Why do you believe your research is important?

More broadly, ancient science and medicine as a discipline [has really been] undergoing a renaissance in the last 10 to 15 years, especially in the last couple years because people are getting more and more interested in it. There is a massive body of literature that people used to know a great deal about, and in the last hundred years or so have not really paid all that much attention to, so it’s useful so far as we don’t know about this. I think my approach to it is particularly useful because it is so complicated — what’s neat about ancient science is you can think of it as a sort of artificial experiment. It’s a time when there’s lots of technologies around, but a lot of them are far simpler than computers and digital information. They use rakes, pipes – very simple, basic technologies – and nevertheless you can see how these very simple technologies influence the world. And that’s what’s so neat about ancient science…that you can strip away thousands of years of buildup and really see how a very select group of technologies affect the way people think. And you aren’t going to get that sort of clarity in studying modern science. Looking at ancient science in these ways helps us think again about how we encounter the world.

What aspect of your research do you find most interesting?

The questions I find myself continually asking are almost always about how content shapes form, how when you type an essay on a computer versus writing it out it involves drastically different writing styles; what writing an essay is actually changes based on the technology that you’re using to do it. Think about writing an essay on an iPhone: it’s going to produce really different literature. So I am continually drawn to questions like this, especially what happens when you try to classify animals – when you draw diagrams in a particular way, what happens when you try to understand anatomy and you don’t have 3D models you only have expensive parchment paper, where what you draw is what you get. Reproducing these diagrams is extremely difficult, when you draw a diagram of the interior of the human body there’s no guarantee that the next person who comes across it and tries to copy it is going to do a good job of it. So in this particular instance, how does our understanding of anatomy change based on the technologies that we have to reproduce our knowledge?
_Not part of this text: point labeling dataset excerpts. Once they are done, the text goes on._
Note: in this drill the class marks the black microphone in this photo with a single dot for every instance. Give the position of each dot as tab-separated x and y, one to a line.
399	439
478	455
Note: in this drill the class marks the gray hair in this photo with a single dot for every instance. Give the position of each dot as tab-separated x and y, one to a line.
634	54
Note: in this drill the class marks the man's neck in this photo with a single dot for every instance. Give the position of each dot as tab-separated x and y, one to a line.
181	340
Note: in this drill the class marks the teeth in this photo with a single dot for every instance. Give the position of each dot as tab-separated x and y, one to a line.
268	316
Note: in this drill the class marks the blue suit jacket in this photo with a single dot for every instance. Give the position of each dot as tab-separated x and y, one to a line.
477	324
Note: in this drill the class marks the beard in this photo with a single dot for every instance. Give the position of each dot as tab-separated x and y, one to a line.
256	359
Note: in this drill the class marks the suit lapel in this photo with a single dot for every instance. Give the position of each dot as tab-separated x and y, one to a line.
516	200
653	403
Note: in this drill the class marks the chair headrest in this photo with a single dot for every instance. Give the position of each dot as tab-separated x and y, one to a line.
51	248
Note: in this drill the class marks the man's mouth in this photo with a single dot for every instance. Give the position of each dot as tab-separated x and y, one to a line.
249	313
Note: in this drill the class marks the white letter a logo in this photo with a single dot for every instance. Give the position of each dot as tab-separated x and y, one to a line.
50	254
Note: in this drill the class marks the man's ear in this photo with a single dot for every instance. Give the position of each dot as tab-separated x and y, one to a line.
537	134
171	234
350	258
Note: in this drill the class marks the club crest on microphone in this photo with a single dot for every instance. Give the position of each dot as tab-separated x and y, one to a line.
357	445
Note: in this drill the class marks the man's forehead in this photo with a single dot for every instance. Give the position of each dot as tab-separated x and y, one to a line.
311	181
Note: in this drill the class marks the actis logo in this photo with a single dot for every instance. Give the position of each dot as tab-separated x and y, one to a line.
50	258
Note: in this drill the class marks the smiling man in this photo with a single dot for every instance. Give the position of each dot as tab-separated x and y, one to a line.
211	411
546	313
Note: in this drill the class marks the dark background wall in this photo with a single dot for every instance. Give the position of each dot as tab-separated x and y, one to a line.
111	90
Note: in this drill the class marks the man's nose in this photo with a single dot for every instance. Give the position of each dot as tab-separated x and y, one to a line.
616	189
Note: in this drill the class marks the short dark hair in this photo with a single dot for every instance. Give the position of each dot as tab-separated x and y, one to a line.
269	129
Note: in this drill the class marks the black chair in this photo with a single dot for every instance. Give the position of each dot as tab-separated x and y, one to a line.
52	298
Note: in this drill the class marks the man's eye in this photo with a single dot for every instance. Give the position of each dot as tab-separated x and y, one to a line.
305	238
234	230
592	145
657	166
What aspect do you find most challenging?

There are so many, it’s really hard to pick just one. A lot of these old manuscripts are getting digitized now, so a lot of the materials are becoming more widely available. But they’re poorly catalogued, or we don’t necessarily know how to navigate all the different databases where all this information is kept. You can’t just Google the result; it would be very easy if we could. So really, trying to find the bodies of information that are applicable to the questions that you ask is probably the most difficult thing. Then, of course, everything is in different languages [and] in different time periods, so trying to find what you need and then trying to read it [has also been challenging].

Do you plan to integrate your research into your teaching?
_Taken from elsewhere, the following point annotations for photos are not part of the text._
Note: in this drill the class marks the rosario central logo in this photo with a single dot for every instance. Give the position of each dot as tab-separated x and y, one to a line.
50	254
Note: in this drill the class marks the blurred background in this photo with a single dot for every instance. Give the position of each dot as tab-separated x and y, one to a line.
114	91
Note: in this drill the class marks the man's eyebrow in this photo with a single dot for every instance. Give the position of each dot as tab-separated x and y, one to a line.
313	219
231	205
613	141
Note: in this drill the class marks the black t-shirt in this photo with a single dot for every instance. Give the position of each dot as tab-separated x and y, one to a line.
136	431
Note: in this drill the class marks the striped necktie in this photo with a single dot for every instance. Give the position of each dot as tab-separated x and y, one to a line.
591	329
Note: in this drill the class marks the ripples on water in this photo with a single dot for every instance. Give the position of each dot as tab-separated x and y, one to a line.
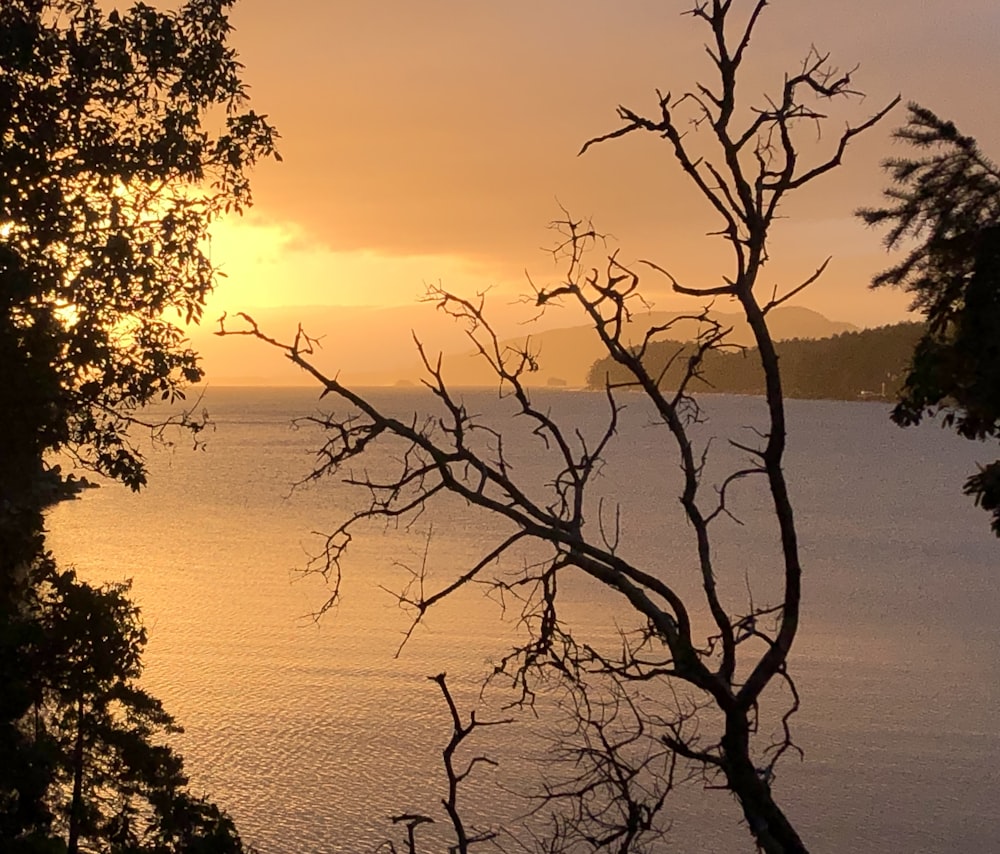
312	734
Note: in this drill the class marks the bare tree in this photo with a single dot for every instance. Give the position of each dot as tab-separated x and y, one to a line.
713	685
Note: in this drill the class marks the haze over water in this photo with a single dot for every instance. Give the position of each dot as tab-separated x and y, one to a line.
311	735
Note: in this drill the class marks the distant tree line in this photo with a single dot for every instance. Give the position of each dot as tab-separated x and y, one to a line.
848	366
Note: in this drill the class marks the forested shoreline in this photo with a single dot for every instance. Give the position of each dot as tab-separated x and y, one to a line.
871	363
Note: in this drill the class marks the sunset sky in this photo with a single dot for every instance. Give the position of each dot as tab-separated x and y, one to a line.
433	141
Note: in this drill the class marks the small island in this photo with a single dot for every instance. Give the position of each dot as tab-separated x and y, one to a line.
869	364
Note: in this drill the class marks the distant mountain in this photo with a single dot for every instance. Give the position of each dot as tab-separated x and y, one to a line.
375	345
870	363
565	355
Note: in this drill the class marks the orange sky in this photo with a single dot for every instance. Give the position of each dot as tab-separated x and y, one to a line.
433	141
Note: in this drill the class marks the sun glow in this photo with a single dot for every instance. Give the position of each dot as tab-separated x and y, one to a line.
277	264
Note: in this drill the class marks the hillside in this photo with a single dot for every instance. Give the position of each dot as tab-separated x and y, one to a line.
565	355
847	366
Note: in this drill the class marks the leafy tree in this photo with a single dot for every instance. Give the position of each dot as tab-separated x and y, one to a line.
123	136
712	660
117	786
944	207
109	179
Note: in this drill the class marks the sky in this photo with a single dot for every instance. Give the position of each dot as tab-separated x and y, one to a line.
433	142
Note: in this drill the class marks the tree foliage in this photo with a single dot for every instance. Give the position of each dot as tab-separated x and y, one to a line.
109	179
113	783
944	208
123	136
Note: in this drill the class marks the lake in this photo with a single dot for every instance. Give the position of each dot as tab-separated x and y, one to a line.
312	732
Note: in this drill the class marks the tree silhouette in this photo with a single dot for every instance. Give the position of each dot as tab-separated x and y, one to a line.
701	676
110	176
947	201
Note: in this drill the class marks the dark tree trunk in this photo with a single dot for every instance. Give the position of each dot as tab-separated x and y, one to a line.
76	806
770	827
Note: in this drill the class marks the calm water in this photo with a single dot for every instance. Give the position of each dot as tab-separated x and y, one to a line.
312	734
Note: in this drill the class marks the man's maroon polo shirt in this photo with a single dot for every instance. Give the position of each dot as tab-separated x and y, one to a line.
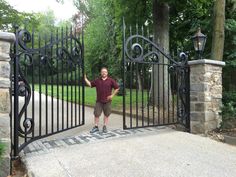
104	88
Absolutely, I’ll be integrating them. In fact, I’ll be giving a course on ancient science in the winter [quarter], and next year I’ll be hoping to offer an ancient medicines course. So those are the two most proximate plans, and in the future I’d love to develop more courses that deal more directly with integrating things from the biological sciences. Students in the sciences [and] students in the humanities, [will] all find something that is worthwhile; pre-med students will hopefully learn by looking at [how] ancient doctors dealt with their patients. You can learn a lot about modern bedside practices and be in a better position for that.

Do you have any hobbies that you’re involved in?

I’m in a rap band, and we are terrible. I’ve been in the band for about five years, our album has yet to drop — but when it drops, you’ll hear [it] in the mainstream media; everyone will surely know.